【Changes to Default Behavior Introduced 5.4.0r1- 6.1.0r4】
in 6.1.0r4 ★ DNS Port Randomization. The ability to enable random port assignment for policy-based DIP pools has been added; both interface-based DIP pools and policy-based DIP pools can now have ports randomly assigned. Interface-based DIP pools have random port assignment by default. Policy-based DIP pools, however, are default set to port translation, so random-port must be manually enabled by an admin. The random-port keyword has been added to CLI syntax for both DIP pool and extended DIP pool: set interfaceifname ext ipip/mask dip dip_id ip_low ip_high [random-port] set interface ifname dip dip_id ip_low ip_high [random-port]
in 6.1.0r4 ★ Load-threshold. The load-threshold setting for an ISDN interface supports the range 0~100. The zero value allows for always-up capability. Use the dialer load-threshold load interface configuration command to configure the bandwidth on demand for setting the maximum load.

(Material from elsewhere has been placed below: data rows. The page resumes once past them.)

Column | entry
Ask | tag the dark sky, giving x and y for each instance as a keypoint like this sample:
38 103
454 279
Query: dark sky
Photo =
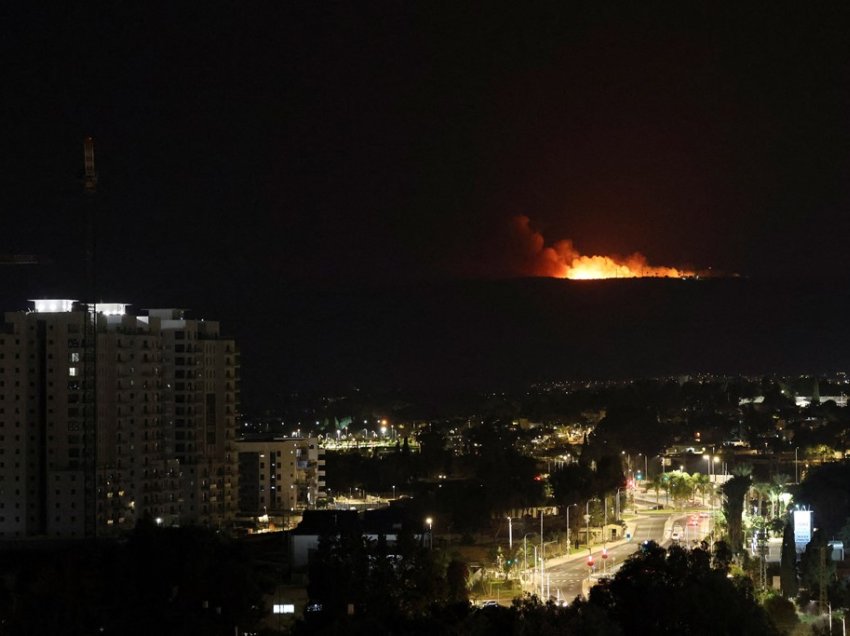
243 149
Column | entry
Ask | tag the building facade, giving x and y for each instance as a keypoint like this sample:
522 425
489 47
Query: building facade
279 475
106 421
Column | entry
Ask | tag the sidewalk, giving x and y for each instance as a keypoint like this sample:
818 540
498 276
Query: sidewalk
596 549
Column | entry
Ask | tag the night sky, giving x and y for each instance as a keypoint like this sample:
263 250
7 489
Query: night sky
249 158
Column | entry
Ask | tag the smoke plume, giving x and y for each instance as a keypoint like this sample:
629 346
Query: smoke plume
562 260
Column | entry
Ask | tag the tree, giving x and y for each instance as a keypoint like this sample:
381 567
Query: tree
788 564
734 491
676 591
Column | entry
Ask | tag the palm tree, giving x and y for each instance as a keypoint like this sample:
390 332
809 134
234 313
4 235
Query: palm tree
762 490
778 482
702 483
734 491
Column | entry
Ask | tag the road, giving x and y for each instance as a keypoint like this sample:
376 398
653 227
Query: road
565 579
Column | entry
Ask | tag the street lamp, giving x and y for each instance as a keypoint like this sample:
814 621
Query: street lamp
568 526
543 565
796 466
525 550
587 519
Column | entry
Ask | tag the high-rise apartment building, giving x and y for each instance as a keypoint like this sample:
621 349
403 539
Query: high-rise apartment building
279 475
160 407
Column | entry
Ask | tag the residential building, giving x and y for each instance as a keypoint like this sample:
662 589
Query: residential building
279 475
88 449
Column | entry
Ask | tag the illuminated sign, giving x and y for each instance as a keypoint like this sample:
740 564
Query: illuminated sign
802 527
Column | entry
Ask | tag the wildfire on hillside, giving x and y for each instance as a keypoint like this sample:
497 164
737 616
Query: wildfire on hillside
562 260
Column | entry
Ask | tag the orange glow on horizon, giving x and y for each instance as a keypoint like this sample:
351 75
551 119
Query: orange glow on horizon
562 260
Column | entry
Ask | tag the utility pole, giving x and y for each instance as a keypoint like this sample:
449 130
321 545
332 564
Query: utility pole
90 347
822 597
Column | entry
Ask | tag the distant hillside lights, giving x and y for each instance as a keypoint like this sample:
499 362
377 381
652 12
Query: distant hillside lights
166 394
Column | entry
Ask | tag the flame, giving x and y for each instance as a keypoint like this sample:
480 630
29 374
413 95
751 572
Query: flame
562 260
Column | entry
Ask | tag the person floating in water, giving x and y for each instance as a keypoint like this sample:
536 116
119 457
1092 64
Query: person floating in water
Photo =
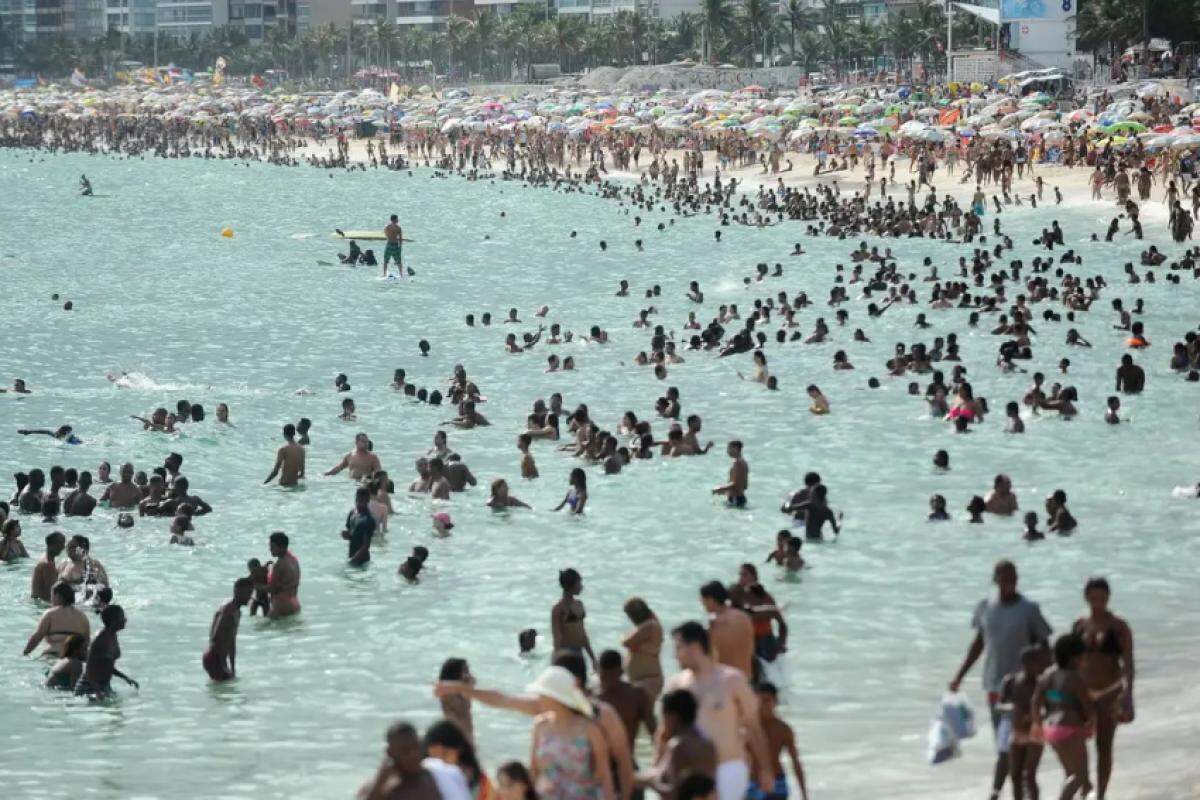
64 433
353 257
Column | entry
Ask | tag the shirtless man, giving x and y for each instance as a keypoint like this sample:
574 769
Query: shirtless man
288 459
459 474
469 417
124 493
222 654
1131 378
438 485
685 751
79 503
729 711
1001 499
283 582
400 775
178 497
606 717
59 621
360 461
730 631
779 737
46 571
393 251
631 703
735 491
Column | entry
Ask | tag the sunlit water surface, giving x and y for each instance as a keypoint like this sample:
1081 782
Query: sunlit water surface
879 623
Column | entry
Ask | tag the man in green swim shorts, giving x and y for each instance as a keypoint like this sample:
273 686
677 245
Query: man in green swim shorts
395 235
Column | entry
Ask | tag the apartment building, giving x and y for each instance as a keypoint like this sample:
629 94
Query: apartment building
132 17
31 19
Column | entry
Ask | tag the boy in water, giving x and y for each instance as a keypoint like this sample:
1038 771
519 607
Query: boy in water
1017 701
1031 528
739 477
779 737
528 467
258 576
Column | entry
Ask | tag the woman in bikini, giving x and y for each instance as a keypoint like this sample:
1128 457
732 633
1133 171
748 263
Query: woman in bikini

in 6.1.0r4 ★ ISG traffic dropping. Use the command set sat fin-close-aging num to control the session age-outs on ISG. By default session age-out for ISG is 10 seconds. Using the command prevents the packet dropping when the session inactivity age-out timer expires before time.
in 6.1.0r4 ★ Multicast routing. An administrator can now configure a multicast address to the unicast route table using the mroute command.
in 6.1.0r4 ★ Traffic shaping. Multicast traffic can now be inspected for traffic shaping. This issue can be fixed with traffic shaping before flooding the multicast packets in a layer2 zone.
in 6.1.0r4 ★ Port mapping. ScreenOS provides the port mapping for the unused management ports 443 and 53 using the WebUI. The steps to be performed every time the device reboots includes the following: 1. Set a VIP on outgoing interface on a different IP. 2. Set the port mappings for the VIP to the 443 and 53 ports. The admin SSL to be re-allocated to another port other than 443. DNS proxy to be disabled for the port 53. 3. Modify the VIP back to the interface IP.
in 6.1.0r1 ★ [SSG 140] Maximum Number of Supported Zones. In previous releases, the administrator was able to create more than the maximum amount of user-defined zones (30). With 6.1.0r1, this limit is now enforced on the SSG 140.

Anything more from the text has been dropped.